Pour ces migrants, travailler dans les pays du Golfe est un choix contraint par les difficultés socio-économiques. Rémunérés aux alentours de 200 € par mois dans leur pays d’origine, il leur est impossible de vivre décemment, manger correctement et d’envoyer leurs enfants à l’université. Face à une Europe difficile d’accès, ils se tournent vers les pays du Golfe, où les salaires avoisinent les 300, 400 € par mois. Contactés par des agents migratoires, leur voyage et mise en poste sont organisés en échange de frais substantiels. Le recours à l'endettement est systématique. 

Le système de la kafala

Une fois sur place, c’est la kafala, un régime basé sur le parrainage entre locaux et migrants, qui s’applique. Le kafeel (parrain du travailleur migrant) récupère le passeport du migrant en échange d’un visa de travail. Il est en quelque sorte son sponsor et responsable juridique. Véritable tuteur légal, le kafeel décide des travaux et missions du travailleur, et lui accorde, ou non, le droit de quitter le territoire. En outre, la kafala connait ni salaire minimum ni limites dans les heures de travail à effectuer, négligeant les droits sociaux fondamentaux des travailleurs. Et si ces derniers dérogent aux règles imposées, il arrive qu’ils soient battus ou expulsés du pays. S’ils tentent de fuir, il leur sera impossible de trouver un nouvel emploi et d’obtenir réparation devant la Justice, les frais judiciaires étant trop élevés. 
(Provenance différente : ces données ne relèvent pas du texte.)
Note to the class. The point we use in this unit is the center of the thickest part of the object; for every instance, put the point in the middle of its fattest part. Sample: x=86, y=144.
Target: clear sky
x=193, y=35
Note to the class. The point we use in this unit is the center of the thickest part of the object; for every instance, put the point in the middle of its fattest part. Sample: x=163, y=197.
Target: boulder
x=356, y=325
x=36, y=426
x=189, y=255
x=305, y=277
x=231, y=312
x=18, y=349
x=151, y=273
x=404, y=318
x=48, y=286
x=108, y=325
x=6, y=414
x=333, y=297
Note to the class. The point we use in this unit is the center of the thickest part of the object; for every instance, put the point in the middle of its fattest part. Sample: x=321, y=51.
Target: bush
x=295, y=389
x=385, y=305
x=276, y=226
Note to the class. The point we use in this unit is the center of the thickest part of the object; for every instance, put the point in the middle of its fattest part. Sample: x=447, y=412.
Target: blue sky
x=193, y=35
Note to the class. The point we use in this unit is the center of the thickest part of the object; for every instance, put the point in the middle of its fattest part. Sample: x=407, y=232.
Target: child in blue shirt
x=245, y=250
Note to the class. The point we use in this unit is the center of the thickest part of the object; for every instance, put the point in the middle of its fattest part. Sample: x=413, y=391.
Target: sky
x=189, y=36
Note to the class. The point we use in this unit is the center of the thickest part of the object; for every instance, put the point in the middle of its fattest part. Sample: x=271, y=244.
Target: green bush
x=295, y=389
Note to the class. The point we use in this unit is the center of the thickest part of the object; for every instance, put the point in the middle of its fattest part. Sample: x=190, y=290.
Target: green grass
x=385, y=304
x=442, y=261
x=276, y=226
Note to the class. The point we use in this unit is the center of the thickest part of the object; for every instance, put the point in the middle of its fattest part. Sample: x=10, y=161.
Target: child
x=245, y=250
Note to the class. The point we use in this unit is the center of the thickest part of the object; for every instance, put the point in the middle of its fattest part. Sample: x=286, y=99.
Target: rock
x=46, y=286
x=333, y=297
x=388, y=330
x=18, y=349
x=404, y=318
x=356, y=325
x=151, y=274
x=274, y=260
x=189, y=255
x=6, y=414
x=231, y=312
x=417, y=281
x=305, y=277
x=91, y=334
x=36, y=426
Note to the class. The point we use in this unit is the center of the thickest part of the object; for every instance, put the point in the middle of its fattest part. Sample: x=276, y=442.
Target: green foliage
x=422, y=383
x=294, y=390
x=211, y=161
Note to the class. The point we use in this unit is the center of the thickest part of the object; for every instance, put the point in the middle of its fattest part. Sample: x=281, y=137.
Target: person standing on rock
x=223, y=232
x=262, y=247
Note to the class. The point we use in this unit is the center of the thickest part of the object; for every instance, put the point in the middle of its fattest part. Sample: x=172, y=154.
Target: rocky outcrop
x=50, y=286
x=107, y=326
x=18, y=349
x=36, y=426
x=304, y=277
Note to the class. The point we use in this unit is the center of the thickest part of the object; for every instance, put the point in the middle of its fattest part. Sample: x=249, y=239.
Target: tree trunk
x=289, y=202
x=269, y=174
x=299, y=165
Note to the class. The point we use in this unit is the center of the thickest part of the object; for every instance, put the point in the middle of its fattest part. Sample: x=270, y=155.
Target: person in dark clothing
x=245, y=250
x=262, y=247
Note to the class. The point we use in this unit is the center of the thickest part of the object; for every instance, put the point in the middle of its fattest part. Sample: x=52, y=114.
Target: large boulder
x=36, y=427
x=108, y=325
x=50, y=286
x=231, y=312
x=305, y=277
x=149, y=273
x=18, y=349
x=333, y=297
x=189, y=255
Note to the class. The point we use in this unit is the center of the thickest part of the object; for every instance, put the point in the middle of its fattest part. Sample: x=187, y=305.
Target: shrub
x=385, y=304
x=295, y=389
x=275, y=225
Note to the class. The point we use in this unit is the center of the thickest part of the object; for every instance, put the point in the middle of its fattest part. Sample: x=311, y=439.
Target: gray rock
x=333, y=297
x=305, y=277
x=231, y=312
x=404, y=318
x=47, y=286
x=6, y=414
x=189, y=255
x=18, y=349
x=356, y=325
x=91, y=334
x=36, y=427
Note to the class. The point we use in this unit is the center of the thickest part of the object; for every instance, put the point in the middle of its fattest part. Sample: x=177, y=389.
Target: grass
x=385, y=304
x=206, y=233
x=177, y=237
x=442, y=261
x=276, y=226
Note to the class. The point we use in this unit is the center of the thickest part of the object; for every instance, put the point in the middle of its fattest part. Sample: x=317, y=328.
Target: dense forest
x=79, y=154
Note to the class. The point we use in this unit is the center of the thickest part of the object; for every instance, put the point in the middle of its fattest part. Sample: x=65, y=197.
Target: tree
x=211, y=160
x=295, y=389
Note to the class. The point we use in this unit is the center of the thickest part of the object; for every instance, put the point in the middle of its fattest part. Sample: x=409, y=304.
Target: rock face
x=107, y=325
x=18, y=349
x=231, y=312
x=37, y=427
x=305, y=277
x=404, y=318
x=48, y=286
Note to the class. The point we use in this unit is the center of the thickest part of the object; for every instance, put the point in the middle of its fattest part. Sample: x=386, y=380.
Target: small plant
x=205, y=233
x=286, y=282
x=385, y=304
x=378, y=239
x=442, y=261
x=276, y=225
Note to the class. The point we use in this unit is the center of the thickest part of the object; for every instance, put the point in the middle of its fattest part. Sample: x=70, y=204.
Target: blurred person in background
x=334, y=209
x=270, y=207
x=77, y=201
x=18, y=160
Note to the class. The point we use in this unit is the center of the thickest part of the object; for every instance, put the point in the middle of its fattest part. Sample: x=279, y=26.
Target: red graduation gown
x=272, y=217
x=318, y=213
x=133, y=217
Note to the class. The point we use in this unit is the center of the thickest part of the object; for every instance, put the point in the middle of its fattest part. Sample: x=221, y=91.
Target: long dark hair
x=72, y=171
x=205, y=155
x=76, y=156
Abolie par le Qatar en 2016, la kafala persiste. Endettés à leur arrivée sur le sol de l’émirat, les travailleurs sont d’ores et déjà dans une situation de subordination. Leur passeport se trouve toujours en la possession de l’employeur, et il faut la permission de ce dernier pour changer de travail. Les salaires sont payés en retard, parfois pas du tout. Il est impossible de s’organiser, de se syndiquer et de faire valoir ses droits. 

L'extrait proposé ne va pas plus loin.